Quand ils nous ont contacté pour nous annoncer qu’on allait collaborer sur une Jordan 1, je me suis dit que c’était parfait car c’est mon modèle préféré, avec la AJ4. J’aurai jamais pensé pouvoir travailler sur une AJ1 et c’était hyper important pour moi de créer une paire différente en termes de couleurs, de texture… En tant que Parisien, on a une réputation à tenir dans la mode ! En plus de ça, je voulais vraiment expliquer toute ma démarche, tout mon travail et intégrer un maximum de références dans la paire, avec pour objectif d’avoir un produit fini qui parle à tout le monde et pas uniquement à une communauté. Au final, j’ai atteint mon objectif car les gens qui ont acheté la paire ont des profils vraiment diversifiés.

Colorama de la AJ1 Mid SE Fearless x Maison Château Rouge via @maisonchateaurouge sur Instagram

J’étais hyper content de voir aussi que la paire a dépassé la marque Maison Château Rouge pour devenir la paire de tout le monde. Ça m’a particulièrement touché de voir la réceptivité des gens en banlieue qui sont souvent mis de côté et qui, grâce à Jordan et ce projet avec un créateur auquel ils peuvent s’identifier, se sont sentis représentés à grande échelle. C’est une véritable source d’espoir qui fait que les banlieusard(e)s se disent : si lui il l’a fait, on peut le faire.

Quel est ton Top 3 sneakers : pour aller faire les courses, pour une prochaine campagne MCR et pour un départ au bled en “504 break chargé” ?

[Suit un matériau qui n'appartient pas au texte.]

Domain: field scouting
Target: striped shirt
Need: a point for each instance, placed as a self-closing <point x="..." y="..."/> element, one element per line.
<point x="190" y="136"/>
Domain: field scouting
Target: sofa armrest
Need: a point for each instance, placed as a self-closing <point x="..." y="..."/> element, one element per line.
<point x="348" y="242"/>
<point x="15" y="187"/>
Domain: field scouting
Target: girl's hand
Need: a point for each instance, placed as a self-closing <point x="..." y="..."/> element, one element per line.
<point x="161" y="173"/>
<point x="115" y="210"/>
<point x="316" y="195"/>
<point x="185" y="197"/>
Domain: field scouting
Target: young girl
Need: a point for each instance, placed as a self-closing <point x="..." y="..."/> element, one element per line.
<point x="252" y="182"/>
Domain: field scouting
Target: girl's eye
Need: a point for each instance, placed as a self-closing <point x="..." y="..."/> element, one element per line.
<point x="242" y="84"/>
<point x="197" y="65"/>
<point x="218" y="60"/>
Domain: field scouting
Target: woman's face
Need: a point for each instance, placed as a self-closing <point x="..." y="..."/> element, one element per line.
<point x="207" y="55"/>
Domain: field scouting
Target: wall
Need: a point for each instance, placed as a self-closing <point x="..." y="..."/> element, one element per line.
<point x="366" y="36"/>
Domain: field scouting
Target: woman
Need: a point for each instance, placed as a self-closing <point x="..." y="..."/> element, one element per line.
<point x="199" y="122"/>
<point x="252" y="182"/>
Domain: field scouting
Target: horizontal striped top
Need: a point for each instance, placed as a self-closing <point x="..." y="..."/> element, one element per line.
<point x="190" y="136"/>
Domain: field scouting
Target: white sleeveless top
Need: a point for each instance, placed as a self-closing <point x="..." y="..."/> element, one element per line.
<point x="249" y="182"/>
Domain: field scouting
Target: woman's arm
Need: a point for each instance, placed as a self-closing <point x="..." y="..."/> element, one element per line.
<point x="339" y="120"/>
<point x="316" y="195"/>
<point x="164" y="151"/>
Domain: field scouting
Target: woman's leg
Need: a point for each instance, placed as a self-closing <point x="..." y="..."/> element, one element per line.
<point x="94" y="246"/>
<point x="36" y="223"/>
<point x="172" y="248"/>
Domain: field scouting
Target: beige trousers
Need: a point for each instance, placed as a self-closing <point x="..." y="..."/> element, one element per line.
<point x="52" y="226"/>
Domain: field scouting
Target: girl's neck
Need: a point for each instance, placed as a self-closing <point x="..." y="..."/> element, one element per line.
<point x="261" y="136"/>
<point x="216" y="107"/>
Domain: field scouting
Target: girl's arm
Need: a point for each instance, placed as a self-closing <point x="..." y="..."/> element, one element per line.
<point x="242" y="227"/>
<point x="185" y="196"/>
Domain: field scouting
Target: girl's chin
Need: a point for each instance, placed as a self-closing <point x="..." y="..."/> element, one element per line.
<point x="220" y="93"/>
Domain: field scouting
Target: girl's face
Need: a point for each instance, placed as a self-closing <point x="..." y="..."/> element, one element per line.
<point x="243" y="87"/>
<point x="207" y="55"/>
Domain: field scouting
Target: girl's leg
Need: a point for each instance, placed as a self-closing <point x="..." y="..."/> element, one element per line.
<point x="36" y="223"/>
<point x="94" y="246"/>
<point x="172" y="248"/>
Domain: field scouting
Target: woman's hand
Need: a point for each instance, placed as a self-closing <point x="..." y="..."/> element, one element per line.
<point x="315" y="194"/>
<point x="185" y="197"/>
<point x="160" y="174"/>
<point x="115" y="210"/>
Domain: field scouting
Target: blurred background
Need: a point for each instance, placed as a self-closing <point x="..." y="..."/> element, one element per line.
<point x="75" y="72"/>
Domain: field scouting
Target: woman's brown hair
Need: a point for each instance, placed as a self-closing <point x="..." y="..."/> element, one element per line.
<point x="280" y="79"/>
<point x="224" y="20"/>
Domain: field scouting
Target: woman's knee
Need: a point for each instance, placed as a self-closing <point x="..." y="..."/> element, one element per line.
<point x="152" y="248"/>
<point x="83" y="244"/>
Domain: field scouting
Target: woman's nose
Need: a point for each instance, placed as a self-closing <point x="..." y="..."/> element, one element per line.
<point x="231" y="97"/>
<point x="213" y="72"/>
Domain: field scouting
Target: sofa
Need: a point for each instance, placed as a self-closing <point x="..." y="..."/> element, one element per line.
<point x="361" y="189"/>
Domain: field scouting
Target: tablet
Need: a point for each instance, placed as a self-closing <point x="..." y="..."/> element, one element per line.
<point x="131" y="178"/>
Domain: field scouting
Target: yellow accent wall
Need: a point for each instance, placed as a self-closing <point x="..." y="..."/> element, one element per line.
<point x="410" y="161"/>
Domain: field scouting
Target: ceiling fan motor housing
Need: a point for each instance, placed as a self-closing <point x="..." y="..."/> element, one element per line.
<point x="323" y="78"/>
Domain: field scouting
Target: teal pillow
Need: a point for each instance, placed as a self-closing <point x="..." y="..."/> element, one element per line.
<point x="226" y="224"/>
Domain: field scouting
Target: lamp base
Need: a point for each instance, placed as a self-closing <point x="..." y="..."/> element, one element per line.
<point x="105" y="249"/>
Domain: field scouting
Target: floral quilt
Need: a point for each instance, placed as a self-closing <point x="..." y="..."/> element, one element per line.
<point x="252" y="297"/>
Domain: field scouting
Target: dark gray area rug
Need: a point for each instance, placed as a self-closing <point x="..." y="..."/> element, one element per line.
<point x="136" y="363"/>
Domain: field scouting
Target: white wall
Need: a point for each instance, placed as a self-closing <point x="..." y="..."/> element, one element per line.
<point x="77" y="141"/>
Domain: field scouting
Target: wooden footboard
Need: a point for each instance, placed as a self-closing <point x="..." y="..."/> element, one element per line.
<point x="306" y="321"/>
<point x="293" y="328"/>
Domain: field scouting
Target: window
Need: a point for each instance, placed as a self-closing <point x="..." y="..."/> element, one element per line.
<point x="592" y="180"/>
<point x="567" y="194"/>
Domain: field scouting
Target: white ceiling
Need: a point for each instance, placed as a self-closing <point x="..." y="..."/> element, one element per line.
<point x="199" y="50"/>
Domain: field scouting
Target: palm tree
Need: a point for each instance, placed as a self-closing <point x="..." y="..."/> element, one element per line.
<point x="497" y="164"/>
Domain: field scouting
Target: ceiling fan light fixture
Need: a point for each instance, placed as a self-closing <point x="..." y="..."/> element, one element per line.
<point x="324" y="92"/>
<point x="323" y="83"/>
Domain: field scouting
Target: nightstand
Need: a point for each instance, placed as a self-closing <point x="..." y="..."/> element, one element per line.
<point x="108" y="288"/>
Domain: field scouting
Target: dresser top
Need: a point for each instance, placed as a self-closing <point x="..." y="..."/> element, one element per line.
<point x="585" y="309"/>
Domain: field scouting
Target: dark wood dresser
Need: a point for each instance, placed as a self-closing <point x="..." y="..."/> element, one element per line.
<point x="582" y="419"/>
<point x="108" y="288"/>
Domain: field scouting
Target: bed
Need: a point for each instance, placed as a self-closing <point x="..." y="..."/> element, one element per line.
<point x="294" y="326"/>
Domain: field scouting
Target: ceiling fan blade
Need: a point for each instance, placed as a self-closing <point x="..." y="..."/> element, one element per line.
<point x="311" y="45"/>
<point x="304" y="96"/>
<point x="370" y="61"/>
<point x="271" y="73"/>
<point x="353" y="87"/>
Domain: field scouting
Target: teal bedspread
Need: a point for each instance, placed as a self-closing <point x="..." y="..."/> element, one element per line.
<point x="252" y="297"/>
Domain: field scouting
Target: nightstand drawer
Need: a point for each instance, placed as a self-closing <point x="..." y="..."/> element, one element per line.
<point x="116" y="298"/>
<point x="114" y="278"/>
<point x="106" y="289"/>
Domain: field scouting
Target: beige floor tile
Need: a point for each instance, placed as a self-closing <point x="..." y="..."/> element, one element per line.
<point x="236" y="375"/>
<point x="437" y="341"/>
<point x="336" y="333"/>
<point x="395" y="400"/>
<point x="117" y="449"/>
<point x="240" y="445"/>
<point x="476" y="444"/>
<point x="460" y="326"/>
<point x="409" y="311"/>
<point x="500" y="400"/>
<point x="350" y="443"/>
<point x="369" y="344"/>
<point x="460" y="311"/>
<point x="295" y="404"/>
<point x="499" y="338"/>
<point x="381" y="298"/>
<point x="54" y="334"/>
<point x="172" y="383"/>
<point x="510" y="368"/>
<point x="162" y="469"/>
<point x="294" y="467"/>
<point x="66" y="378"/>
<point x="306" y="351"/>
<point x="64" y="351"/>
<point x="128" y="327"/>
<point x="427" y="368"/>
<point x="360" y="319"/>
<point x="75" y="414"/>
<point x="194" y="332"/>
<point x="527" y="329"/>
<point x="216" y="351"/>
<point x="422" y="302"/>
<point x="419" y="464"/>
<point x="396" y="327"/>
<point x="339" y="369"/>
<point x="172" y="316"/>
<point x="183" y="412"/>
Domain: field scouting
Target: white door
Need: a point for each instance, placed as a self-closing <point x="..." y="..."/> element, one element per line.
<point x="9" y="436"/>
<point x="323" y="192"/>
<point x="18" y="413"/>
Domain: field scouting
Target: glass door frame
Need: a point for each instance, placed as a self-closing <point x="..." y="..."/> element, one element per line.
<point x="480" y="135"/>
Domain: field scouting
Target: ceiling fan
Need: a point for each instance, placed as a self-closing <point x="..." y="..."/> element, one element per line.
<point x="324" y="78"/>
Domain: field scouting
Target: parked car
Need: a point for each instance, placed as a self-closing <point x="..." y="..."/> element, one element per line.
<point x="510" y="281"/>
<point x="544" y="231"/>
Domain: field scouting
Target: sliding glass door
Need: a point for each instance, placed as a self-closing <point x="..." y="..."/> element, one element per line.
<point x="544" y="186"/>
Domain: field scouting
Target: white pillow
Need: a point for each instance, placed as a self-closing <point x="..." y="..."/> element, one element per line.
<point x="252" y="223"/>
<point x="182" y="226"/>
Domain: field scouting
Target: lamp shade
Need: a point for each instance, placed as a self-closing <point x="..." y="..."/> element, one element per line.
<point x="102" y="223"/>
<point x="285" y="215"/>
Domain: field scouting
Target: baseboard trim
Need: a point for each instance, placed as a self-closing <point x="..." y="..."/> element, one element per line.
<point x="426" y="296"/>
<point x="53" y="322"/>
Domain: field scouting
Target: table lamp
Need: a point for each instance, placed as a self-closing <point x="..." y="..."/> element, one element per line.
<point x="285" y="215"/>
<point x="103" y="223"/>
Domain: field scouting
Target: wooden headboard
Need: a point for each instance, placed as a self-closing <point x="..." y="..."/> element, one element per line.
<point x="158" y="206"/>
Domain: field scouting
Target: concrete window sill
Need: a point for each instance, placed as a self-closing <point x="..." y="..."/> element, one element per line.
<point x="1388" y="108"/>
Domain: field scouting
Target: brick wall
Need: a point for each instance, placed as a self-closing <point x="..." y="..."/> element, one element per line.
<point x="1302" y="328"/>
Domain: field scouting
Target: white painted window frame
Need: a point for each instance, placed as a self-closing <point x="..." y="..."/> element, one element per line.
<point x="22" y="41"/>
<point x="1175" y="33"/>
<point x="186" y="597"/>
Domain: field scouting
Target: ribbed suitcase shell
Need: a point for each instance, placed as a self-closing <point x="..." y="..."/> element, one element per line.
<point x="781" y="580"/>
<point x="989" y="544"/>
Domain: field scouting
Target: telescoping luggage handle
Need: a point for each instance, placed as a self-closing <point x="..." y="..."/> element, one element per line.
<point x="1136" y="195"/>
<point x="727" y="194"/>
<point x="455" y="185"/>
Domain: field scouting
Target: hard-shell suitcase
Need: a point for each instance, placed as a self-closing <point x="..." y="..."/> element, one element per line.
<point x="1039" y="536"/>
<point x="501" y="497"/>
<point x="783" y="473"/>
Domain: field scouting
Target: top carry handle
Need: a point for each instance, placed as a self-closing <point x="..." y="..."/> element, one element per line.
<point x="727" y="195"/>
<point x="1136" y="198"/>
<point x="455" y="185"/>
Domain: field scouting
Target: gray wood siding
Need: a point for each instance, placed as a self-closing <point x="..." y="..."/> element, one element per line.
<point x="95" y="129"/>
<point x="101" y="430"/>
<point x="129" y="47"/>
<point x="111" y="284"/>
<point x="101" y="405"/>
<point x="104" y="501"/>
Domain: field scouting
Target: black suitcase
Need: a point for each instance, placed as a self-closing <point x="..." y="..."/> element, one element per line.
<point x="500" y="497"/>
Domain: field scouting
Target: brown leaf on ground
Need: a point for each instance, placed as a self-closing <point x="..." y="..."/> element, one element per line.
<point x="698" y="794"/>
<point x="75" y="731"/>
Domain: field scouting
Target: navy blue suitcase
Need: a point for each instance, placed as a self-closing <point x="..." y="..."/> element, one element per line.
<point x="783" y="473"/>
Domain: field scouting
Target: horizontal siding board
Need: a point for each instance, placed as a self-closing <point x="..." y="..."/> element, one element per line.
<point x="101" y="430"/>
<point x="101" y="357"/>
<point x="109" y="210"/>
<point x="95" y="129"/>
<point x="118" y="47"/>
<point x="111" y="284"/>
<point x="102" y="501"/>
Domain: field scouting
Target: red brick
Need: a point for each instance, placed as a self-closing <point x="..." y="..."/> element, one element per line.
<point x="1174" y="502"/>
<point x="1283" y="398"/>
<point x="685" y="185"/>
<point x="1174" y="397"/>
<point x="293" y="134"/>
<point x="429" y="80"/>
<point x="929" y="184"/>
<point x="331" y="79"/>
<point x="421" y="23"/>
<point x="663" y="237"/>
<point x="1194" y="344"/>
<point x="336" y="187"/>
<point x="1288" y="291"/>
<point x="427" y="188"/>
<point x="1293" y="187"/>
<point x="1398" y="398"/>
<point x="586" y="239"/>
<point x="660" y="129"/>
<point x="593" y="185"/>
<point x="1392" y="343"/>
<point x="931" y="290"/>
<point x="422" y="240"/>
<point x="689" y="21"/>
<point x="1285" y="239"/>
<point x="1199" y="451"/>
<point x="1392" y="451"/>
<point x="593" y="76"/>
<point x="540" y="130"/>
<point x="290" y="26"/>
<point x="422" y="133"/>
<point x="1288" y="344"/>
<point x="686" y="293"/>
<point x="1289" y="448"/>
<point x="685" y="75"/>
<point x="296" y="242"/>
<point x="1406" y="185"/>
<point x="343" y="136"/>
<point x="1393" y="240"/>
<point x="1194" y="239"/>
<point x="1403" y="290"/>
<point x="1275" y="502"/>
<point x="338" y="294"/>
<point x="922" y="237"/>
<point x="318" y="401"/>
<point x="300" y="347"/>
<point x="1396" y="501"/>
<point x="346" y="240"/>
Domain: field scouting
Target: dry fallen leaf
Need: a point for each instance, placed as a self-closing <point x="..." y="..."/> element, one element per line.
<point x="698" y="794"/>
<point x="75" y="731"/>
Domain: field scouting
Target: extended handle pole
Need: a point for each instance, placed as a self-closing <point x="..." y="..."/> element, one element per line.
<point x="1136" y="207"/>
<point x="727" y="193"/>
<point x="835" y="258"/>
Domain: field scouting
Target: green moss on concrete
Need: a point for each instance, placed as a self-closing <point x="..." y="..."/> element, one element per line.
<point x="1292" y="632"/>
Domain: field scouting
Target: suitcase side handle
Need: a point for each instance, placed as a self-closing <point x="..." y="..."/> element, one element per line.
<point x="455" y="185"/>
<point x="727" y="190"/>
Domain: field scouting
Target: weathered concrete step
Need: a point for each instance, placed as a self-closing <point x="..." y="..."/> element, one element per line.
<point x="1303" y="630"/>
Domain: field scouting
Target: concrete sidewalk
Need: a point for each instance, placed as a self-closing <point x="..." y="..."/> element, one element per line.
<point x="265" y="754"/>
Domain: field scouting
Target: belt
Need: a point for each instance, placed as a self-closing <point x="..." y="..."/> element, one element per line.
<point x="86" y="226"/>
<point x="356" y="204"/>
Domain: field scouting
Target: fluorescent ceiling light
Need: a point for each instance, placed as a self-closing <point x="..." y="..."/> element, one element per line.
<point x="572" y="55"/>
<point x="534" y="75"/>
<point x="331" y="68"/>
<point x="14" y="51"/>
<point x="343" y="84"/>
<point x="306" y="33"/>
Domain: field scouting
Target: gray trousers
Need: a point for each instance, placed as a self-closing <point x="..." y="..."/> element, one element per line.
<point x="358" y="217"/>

Ça devient compliqué là… Je porte souvent la Asics Gel-Delva 1 x Kiko Kostadinov jaune et orange pour aller faire les courses, elle est hyper confortable. Pour une prochaine campagne MCR, je dirais une Jordan 4. C’est un de mes modèles préférés, on a utilisé la Off-White “Sail” et la “Classic Green” pour notre dernière campagne et j’aime bien imaginer mes vêtements pour cette paire. Sinon, obligé de mettre une bonne paire de Requin pour un départ au bled en “504 break chargé”. Précisément celle du clip Raï N’B Fever de 113, Magic System et Mohammed Lamine, comme ça on reste dans le thème à 100% !

Maison Château Rouge a récemment sorti sa dernière collection “Bonjour la vie”, inspirée par un classique du rap français : Tonton du Bled de 113 (produit par DJ Mehdi). Peux-tu nous présenter cette ode au voyage, ses inspirations et son contenu ?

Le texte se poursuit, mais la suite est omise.